My father has brought Honey Louise into my bedroom. She’s resting on my bed on her good side, the side that doesn’t have a metal diabolo pellet in it. Her breathing is shallow, but steady. Her black eyes are moist and dim. Since it’s Sunday, the vet, Dr. Meerhoff, is out of town. My father talked to him on the phone, via his emergency number. Dr. Meerhoff instructed my father on how to stop the bleeding. He said the pellet will actually keep things in place for now. He says to let Honey Louise rest in a quiet room until he can make it back to Mt.
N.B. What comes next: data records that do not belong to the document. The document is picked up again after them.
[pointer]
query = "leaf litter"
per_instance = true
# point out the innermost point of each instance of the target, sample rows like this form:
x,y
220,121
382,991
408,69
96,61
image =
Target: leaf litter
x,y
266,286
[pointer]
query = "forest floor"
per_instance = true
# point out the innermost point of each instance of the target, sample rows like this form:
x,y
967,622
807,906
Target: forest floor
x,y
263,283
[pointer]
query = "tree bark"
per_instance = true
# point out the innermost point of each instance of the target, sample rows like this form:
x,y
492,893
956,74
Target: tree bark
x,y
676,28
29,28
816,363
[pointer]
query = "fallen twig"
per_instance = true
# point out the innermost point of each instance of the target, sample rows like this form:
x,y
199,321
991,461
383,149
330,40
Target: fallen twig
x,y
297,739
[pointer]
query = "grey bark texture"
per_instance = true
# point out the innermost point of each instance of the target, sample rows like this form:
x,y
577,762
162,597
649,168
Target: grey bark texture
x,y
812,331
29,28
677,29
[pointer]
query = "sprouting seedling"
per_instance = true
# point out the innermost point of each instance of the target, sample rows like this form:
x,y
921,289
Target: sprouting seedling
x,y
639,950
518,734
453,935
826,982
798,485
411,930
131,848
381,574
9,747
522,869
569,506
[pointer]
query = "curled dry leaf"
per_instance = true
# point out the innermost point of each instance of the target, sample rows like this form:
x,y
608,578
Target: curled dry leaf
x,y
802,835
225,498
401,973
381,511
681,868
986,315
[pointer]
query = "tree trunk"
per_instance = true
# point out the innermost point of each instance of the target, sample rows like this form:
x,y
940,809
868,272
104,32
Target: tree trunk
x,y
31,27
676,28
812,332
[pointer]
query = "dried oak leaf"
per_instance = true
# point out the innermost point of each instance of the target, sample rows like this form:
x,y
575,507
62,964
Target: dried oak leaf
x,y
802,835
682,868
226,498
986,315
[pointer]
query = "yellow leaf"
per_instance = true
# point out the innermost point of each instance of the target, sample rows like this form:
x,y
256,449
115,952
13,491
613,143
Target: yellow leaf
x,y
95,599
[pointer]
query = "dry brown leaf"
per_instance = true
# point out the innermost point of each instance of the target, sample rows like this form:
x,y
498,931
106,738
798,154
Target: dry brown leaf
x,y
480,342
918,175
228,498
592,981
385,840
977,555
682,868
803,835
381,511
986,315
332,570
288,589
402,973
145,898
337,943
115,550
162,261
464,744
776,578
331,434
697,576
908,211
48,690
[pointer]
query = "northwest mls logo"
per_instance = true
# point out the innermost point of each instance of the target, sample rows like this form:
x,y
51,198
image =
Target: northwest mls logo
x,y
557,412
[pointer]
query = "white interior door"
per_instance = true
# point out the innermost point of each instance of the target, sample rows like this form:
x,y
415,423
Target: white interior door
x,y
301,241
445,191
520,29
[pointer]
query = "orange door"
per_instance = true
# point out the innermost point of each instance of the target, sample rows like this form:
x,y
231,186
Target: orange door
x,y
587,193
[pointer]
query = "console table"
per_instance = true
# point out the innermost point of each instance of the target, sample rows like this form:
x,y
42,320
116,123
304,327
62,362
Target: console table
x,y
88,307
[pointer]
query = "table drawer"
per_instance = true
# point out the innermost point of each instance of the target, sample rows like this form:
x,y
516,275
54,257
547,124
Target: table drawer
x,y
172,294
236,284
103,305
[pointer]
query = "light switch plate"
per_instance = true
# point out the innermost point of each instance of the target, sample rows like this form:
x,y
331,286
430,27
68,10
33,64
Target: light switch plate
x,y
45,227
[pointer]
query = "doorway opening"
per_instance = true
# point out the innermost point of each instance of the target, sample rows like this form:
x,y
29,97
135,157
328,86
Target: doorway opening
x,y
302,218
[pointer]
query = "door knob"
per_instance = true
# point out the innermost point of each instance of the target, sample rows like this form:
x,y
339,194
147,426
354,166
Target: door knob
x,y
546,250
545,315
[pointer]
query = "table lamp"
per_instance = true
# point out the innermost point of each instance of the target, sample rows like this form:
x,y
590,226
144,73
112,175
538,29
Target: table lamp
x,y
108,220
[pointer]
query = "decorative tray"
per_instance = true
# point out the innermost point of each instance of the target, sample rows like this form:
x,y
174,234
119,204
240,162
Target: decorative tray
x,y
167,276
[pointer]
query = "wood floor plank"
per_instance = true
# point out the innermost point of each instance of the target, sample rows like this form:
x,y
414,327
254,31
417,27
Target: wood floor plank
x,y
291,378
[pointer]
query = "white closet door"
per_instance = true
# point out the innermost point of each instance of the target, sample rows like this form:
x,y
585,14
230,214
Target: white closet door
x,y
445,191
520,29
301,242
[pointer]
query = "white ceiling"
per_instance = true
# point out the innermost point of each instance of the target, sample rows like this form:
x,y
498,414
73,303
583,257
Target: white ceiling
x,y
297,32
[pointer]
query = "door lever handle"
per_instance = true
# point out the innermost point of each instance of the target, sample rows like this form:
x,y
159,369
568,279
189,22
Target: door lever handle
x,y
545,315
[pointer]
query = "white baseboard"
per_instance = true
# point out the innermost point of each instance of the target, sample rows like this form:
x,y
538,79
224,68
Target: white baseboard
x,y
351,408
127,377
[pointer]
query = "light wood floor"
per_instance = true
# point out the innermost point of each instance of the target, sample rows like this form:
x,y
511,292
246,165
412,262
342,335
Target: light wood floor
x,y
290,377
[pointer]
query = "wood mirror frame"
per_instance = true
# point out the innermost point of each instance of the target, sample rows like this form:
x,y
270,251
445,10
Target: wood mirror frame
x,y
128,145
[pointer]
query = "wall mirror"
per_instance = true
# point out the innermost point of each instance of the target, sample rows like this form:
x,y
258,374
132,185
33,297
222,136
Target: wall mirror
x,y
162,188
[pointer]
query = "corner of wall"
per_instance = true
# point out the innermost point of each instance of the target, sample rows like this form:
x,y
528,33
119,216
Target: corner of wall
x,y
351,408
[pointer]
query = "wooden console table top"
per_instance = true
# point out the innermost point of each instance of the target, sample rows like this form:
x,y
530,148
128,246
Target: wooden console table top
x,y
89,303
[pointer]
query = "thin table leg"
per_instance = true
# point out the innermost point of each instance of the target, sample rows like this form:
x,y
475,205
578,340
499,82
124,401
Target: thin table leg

Pleasant Animal Hospital, around 6:00 p.m. We can drive Honey Louise in then, my dad’s Chevy Blazer becoming a dog ambulance.
We turn off all the lights in my bedroom and draw the blinds. I decide I’ll stay with Honey Louise until it’s time to go. I’ll lay behind her, curving my body against hers. I have a dishtowel nearby in case of more bleeding, which the doctor says shouldn’t come. I don’t want to watch TV. I don’t want to make any noises to disturb Honey Louise, so I grab a copy of Judy Blume’s Just as Long as We’re Together, begin to reread it silently. My mother, after inspecting my makeshift dog hospital, goes back to her room, closes the door this time. She won’t emerge until after anything is over—the party, the trip to Dr. Meerhoff’s, the cleaning up around the pool deck. She won’t emerge even late into the night, when Honey Louise is back home again, stitched and wrapped in sterile gauze, eating ground deer meat from my father’s palm.
On Dallas, it turned out to be Kristen who shot J. R. Ewing. She was his mistress, a word people only seem to use on TV. She shot J. R. in a fit of anger, but he eventually forgave her. I can’t imagine forgiving the boys who did this to Honey Louise. I want something bad to happen to them in return. Every time Honey Louise sighs, I imagine something being taken from the boys. I start at the ends, first a finger, then another, then the toes. The sighs keep rolling from Honey Louise’s fat black nose, so I move farther up the boys’ bodies, cutting arms off at the elbows, legs at the knee, until eventually there’s nothing left of them to take away.